May 2007     View PDF     En español

Discussion points and comments for discussion

 

STEP ONE:
Did the possible HIV exposure occur within the past 72 hours? Can anti-HIV therapy be started within those 72 hours?

  • If no, nPEP is not a reasonable option. Describe acute infection syndrome to the patient. (Not all seroconverters experience this.) Screen for HIV using standard antibody test in 4–6 weeks. Confirm negative results with follow-up tests in 3 and 6 months. Discuss and develop an HIV prevention plan. *
  • If yes, nPEP might be a reasonable option.

STEP TWO:
Are you currently HIV-positive?

  • If no, confirm it with an HIV antibody test.
  • If unknown, screen with an antibody test.
  • If yes, nPEP should NOT be started. Treat HIV disease according to Federal Guidelines, available at www.aidsinfo.nih.gov.

STEP THREE:
Conduct a risk assessment. What is the chance that the activity(ies) that put you at risk resulted in an HIV exposure or infection?
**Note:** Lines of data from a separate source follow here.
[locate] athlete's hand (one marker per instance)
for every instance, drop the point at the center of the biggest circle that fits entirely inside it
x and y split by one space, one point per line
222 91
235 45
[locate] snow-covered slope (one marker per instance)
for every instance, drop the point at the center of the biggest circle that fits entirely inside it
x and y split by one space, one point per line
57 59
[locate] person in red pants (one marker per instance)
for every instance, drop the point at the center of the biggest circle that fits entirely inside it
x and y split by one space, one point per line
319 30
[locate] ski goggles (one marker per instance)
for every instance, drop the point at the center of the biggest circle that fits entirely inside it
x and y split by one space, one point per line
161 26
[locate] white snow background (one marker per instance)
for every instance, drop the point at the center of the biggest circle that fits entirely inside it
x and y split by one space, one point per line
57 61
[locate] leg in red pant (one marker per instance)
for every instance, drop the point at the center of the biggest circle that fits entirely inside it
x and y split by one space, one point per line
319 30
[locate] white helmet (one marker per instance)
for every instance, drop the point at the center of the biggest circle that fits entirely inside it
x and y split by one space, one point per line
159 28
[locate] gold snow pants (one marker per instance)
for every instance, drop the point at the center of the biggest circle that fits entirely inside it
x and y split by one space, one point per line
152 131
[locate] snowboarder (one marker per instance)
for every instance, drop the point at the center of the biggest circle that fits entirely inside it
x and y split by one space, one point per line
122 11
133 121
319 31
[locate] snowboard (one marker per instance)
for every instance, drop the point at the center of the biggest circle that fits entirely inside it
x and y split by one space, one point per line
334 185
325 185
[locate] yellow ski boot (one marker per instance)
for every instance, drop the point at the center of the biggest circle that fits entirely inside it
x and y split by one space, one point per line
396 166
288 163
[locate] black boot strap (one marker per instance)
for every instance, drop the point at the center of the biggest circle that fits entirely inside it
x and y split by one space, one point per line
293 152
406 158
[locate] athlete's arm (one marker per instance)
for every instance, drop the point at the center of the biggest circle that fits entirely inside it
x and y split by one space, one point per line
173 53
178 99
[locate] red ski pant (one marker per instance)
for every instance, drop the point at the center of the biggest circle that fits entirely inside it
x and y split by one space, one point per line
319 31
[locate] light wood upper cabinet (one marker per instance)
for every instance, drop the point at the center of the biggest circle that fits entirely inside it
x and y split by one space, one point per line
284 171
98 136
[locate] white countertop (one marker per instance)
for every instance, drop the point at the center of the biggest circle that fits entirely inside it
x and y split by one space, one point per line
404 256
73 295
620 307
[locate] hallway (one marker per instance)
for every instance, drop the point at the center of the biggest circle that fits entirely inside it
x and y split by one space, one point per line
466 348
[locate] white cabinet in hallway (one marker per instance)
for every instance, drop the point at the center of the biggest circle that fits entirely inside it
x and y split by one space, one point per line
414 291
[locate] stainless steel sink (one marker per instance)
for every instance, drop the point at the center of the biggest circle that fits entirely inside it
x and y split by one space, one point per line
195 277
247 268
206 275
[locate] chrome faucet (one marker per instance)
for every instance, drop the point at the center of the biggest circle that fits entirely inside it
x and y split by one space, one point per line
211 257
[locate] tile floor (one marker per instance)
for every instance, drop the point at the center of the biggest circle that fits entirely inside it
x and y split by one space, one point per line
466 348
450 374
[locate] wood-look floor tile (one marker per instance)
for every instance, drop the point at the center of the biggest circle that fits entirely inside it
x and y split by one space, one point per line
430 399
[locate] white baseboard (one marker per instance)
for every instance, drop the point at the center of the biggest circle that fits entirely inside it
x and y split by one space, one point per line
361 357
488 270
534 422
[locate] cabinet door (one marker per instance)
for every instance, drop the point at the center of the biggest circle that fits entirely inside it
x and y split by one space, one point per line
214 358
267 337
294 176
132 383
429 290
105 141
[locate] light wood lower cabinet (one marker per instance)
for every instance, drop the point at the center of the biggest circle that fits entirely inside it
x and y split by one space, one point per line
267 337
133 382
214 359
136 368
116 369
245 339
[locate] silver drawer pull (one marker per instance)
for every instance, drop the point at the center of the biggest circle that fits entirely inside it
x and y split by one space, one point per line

  • If low to no risk, nPEP is generally discouraged.
  • If moderate risk, nPEP might be considered.
  • If high to highest risk, nPEP is a reasonable option.
  • If the exposure is not isolated and future incidents are highly likely because of regular high-risk activity, nPEP is generally discouraged according to CDC recommendations.

STEP FOUR:
What is the chance that the source (like a sexual partner or needle) was HIV-infected?

  • If low to no risk, nPEP is discouraged regardless of risk assessment.
  • If moderate risk, nPEP might be considered if warranted by risk assessment.
  • If high to highest risk, nPEP is reasonable if warranted by risk assessment.

STEP FIVE:
Based on the risk and source assessment, is nPEP reasonable to consider?

  • If no, describe acute infection syndrome to patient. (Not all seroconverters experience this.) Screen for HIV using standard antibody test in 4–6 weeks. Confirm negative results with follow-up tests in 3 and 6 months. Discuss and develop an HIV prevention plan.
  • If yes, consider if nPEP is a desirable option.

* It cannot be concluded that nPEP is not effective when started after 72 hours. Data suggests that the earlier the intervention is started the greater the chances of success. Currently there’s no definite time after exposure that nPEP is deemed useless. If the risk of the exposure is very high, it may be reasonable to start nPEP even after 72 hours.